"Kenneth Robeson - Doc Savage 005 - Pirate of the Pacific" - читать интересную книгу автора (Robeson Kenneth)


A "back number" telephone directory was produced. This listed the phone numbers, and the names to
which they belonged, rather than the name followed by a number, as in an ordinary directory.

Doc looked up the number Liang-Sun had called - Ocean 0117. It was listed as the:

DRAGON ORIENTAL GOODS CO.

The address was on Broadway, far south of the theatrical portion of the street known as the Great White
Way.

Doc took a cab downtown. The hack driver wondered all the way why his passenger rode the running
board of the taxi, rather than inside. The hackman had never before had a thing like that happen.

The building, housing the Dragon Oriental Goods Company, was a shabby, ten-story structure. It was
decorated in the ornate fashion popular thirty years ago. "The Far East Building," a sign said.

Chinatown lay only a few blocks away.

Directly across the street, a new forty-story skyscraper was going up. The steel framework of this was
nearing completion. A night force of men was pushing construction. Noise of riveting machines banged
hollowly against near-by structures and throbbed in the street.

A dusty directory told Doc the Dragon concern occupied a tenth-floor office.
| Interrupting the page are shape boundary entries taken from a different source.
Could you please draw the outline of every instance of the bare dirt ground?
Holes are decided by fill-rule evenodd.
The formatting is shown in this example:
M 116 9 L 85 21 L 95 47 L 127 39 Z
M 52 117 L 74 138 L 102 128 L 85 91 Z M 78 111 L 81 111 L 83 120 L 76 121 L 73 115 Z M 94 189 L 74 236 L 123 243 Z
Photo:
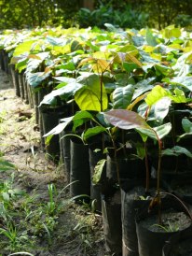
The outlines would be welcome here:
M 23 111 L 32 112 L 30 118 L 21 115 Z M 29 195 L 35 191 L 38 200 L 47 204 L 48 184 L 54 184 L 58 191 L 66 185 L 63 169 L 46 158 L 39 146 L 40 133 L 36 129 L 33 109 L 15 95 L 9 78 L 2 71 L 0 120 L 0 153 L 15 165 L 15 170 L 11 171 L 15 177 L 14 186 L 21 188 Z M 0 172 L 0 180 L 6 180 L 9 177 L 10 172 Z M 68 197 L 68 193 L 64 192 L 61 200 L 64 202 Z M 35 206 L 32 208 L 35 212 Z M 28 221 L 27 220 L 23 221 Z M 36 235 L 34 249 L 28 249 L 33 256 L 109 255 L 104 249 L 102 218 L 91 213 L 88 206 L 67 204 L 58 213 L 56 221 L 51 234 Z M 30 235 L 30 230 L 28 234 Z M 16 251 L 5 249 L 0 251 L 0 256 Z M 22 251 L 26 251 L 26 248 Z

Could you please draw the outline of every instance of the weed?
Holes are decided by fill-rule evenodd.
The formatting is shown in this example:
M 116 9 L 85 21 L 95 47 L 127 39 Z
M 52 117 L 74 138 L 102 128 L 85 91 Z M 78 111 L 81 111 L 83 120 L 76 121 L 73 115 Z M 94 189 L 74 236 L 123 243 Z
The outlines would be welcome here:
M 154 224 L 152 225 L 152 227 L 158 227 L 160 228 L 162 231 L 169 233 L 169 232 L 177 232 L 179 231 L 179 226 L 174 224 L 171 224 L 170 221 L 168 221 L 168 225 L 160 225 L 160 224 Z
An elevator, driven by a man in greasy tan coveralls, was in operation. The fellow's round moon of a face
and eyes sloping slightly upward at the outer ends advertised that some of his recent ancestors had come
from the Far East.

This man never saw Doc enter. The bronze giant walked up. He did not want to advertise his presence -
the elevator operator might get word to whoever was leading the Mongol horde.

The office of the Dragon Oriental Goods Company faced the front of the building. The door lock yielded
readily to a thin steel hook of an implement from Doc's pocket. He entered.

No one was there.

For furniture, the place had a couple of desks, worn chairs, filing cabinets. Desk drawers and filing
cabinets were empty. There was not a sheet of paper in the place. No finger prints were on the
telephone, desk; window shade, or doorknob.

The window was dirty. Across the street, the girders of the building under construction made a pile like
naked brush. The drum-drum of riveters was a somber song.

The elevator operator did not see Doc quit the building.

HALF an hour later, Doc entered his eighty-sixth-floor skyscraper office uptown.

He was surprised to find none of his five friends there. He consulted one of the elevator boys.